The western United States is rich in the traditions and heritage of the cowboy. The Cowboy Arts & Gear Museum in Elko, Nevada will showcase the traditions and culture of cowboys.
The Spanish Missions were established along the California coast in 1769. Franciscan priests established a system of 21 missions composed of churches, towns, schools and ranches all a day’s ride apart. This was the beginning of ranching in the American west.
Ranching became an important industry. Many people were required to guard the herds. These herdsmen were known as Vaqueros. On the ranches, animals multiplied beyond the settler’s expectations. The herds of horses and took well to the climate and the extensive pastures of California region, These Spanish Californios began the origins of cowboys in the American West.

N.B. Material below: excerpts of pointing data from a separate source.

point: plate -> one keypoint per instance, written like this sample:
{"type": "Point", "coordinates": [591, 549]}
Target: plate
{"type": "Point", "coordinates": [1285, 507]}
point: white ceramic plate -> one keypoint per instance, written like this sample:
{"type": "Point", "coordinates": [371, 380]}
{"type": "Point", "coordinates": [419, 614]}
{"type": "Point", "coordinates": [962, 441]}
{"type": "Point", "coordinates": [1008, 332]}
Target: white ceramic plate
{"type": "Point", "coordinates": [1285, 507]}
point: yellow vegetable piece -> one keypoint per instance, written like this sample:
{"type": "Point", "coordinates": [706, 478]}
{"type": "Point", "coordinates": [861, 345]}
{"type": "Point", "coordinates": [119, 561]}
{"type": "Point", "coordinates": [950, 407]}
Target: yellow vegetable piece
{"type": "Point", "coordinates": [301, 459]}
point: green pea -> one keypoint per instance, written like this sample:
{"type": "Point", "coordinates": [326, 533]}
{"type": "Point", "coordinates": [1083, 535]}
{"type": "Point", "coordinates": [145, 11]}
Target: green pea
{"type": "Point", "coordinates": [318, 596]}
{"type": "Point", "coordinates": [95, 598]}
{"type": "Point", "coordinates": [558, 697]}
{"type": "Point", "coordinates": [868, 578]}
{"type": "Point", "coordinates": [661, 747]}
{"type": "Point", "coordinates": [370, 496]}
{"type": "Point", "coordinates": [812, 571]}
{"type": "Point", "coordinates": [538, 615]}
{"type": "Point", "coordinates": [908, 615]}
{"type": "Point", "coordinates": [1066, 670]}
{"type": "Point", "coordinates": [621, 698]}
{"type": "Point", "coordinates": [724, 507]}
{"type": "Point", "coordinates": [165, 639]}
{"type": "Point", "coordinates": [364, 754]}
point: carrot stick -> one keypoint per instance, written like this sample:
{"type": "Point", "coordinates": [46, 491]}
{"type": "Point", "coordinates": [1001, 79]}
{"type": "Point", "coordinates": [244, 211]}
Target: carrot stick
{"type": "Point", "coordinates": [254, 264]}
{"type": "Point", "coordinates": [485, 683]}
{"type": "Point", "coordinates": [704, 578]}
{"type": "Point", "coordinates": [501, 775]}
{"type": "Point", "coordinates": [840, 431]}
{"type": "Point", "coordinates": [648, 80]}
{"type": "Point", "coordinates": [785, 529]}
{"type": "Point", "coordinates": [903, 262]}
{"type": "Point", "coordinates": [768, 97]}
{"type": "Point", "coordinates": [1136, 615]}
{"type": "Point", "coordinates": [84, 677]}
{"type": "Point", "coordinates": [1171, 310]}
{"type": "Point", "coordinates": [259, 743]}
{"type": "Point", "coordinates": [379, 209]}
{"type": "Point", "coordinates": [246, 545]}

Ranches were in rural areas. Those living on ranches adapted to riding horses. Men and women rode to where ever they were going and became excellent riders. They participated in fiestas, fandangos, rodeos and roundups as the ranch owners and vaqueros often went from ranch to ranch on a large horse bound circuit. Huge round roundups were held to gather the cattle. The hard-riding vaqueros controlled the chaos. They became known for expert horsemanship and roping skills.
Ranching and cowboy lifestyles blended as Americans poured into California during and after the 1849 Gold Rush, which increased the demand for beef. Newcomers adapted to the vaquero style. Californios rode ponies that had been trained in a hackamore and swung a big loop with their hand-braided rawhide reatas (ropes).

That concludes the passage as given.